The SurePrompts Quality Rubric: A 7-Dimension Framework for Scoring Prompts

Q: What is the SurePrompts Quality Rubric?

A 7-dimension framework for scoring prompt quality: role clarity, context sufficiency, instruction specificity, format structure, example quality, constraint tightness, and output validation. Each scored 1-5, for a max score of 35. Designed to replace vague 'this prompt feels off' judgments with concrete, actionable scores.

Q: How many points is a good prompt?

28+ out of 35 (80%) is the threshold for a prompt we'd ship. 21-27 is a working draft that still has gaps. Below 21 is a prompt that's likely to fail in subtle ways — even if it runs, it isn't reliable.

Q: Do you have to score every dimension?

For high-stakes prompts (production, customer-facing, agent systems) yes, score all seven. For one-off queries, scoring the top three weak spots is enough.

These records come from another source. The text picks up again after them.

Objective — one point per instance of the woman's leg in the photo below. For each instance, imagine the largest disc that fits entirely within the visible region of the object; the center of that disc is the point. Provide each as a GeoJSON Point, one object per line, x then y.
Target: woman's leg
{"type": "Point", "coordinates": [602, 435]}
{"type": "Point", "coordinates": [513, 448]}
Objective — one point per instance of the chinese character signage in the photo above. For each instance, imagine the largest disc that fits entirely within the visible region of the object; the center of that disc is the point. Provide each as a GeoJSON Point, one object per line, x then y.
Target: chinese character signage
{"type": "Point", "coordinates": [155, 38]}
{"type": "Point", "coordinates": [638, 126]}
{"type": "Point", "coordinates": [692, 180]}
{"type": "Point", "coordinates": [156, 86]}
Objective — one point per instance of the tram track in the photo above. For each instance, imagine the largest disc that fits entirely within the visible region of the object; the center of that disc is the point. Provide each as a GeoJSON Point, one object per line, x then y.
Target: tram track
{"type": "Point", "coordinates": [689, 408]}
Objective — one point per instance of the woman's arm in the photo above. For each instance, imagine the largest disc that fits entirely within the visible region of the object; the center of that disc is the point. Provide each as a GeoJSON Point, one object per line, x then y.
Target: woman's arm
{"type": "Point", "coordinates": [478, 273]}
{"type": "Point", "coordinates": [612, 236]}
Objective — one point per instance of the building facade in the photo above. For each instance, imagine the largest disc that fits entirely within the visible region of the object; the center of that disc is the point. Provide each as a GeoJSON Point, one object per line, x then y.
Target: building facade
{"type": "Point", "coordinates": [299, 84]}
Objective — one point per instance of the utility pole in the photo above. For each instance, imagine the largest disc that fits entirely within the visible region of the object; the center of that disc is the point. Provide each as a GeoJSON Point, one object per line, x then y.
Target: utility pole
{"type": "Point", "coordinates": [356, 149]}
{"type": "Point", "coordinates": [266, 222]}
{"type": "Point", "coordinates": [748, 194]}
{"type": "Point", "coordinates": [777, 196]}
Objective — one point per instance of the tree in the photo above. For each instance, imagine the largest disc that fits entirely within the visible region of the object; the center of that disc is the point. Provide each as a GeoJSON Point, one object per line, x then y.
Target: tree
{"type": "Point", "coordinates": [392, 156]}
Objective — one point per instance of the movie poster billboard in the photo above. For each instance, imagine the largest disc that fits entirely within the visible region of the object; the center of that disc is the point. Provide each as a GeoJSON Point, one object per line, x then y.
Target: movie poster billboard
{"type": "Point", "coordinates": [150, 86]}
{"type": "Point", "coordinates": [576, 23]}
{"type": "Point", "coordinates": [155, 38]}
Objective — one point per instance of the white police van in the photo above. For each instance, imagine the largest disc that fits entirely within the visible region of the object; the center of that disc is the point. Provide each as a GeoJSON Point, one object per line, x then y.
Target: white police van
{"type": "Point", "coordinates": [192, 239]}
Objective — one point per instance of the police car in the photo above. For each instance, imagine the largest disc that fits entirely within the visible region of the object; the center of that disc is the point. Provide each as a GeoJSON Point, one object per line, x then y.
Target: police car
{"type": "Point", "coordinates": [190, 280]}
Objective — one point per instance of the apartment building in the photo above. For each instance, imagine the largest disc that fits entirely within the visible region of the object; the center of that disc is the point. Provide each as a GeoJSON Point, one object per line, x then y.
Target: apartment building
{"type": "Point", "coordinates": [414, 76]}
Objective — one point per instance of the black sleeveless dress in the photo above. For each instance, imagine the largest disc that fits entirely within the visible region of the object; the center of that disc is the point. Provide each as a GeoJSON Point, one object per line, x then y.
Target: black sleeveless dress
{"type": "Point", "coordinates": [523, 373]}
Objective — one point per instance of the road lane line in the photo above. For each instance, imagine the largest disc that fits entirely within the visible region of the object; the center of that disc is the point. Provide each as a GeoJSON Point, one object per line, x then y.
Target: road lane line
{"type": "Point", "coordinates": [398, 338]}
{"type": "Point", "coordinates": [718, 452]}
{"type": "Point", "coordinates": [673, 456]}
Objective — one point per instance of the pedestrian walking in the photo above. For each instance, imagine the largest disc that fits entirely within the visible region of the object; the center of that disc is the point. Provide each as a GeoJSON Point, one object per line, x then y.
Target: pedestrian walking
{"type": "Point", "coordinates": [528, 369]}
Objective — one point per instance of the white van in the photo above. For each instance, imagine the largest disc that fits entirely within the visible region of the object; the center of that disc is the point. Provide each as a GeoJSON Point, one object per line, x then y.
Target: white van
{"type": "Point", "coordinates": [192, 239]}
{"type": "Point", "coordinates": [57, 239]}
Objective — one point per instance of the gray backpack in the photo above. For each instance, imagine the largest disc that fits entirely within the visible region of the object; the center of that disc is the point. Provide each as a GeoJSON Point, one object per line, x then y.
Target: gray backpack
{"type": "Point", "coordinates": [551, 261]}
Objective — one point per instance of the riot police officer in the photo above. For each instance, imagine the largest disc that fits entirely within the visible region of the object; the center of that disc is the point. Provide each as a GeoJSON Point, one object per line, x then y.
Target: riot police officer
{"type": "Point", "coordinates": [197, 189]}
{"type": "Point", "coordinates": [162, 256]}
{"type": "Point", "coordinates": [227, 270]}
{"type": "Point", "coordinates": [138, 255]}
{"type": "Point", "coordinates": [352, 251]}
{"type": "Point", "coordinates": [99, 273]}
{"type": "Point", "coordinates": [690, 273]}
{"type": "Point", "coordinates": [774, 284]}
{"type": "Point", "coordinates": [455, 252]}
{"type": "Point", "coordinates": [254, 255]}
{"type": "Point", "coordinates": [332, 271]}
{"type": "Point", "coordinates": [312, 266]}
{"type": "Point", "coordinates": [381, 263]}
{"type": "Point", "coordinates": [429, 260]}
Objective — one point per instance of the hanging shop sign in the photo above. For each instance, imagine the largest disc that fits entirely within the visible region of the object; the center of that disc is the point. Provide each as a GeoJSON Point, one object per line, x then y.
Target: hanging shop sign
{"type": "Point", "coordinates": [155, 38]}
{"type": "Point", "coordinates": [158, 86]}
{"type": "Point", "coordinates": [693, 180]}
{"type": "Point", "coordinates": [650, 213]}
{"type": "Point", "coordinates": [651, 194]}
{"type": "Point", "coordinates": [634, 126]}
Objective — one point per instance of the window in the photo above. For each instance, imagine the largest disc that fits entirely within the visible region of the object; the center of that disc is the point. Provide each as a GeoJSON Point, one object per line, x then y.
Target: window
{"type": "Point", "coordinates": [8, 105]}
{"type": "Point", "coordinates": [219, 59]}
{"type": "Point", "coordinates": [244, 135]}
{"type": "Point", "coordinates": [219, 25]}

The rubric is a diagnostic, not a gate — the point is faster iteration, not ceremony.

Q: How does this differ from RCAF?

RCAF is a structure (Role · Context · Action · Format) — a prompt skeleton. The Quality Rubric is an evaluation tool — how well is any given prompt (RCAF-shaped or not) actually doing? Use them together: RCAF to draft, Rubric to audit.

Q: Can the Rubric be automated?

Partially. Role clarity, format structure, and constraint tightness have objective signals (presence of a role line, presence of format instructions, counted constraints). Context sufficiency and example quality require judgment — either human or LLM-as-judge. Output validation can be tested empirically by running the prompt on a known-answer eval set.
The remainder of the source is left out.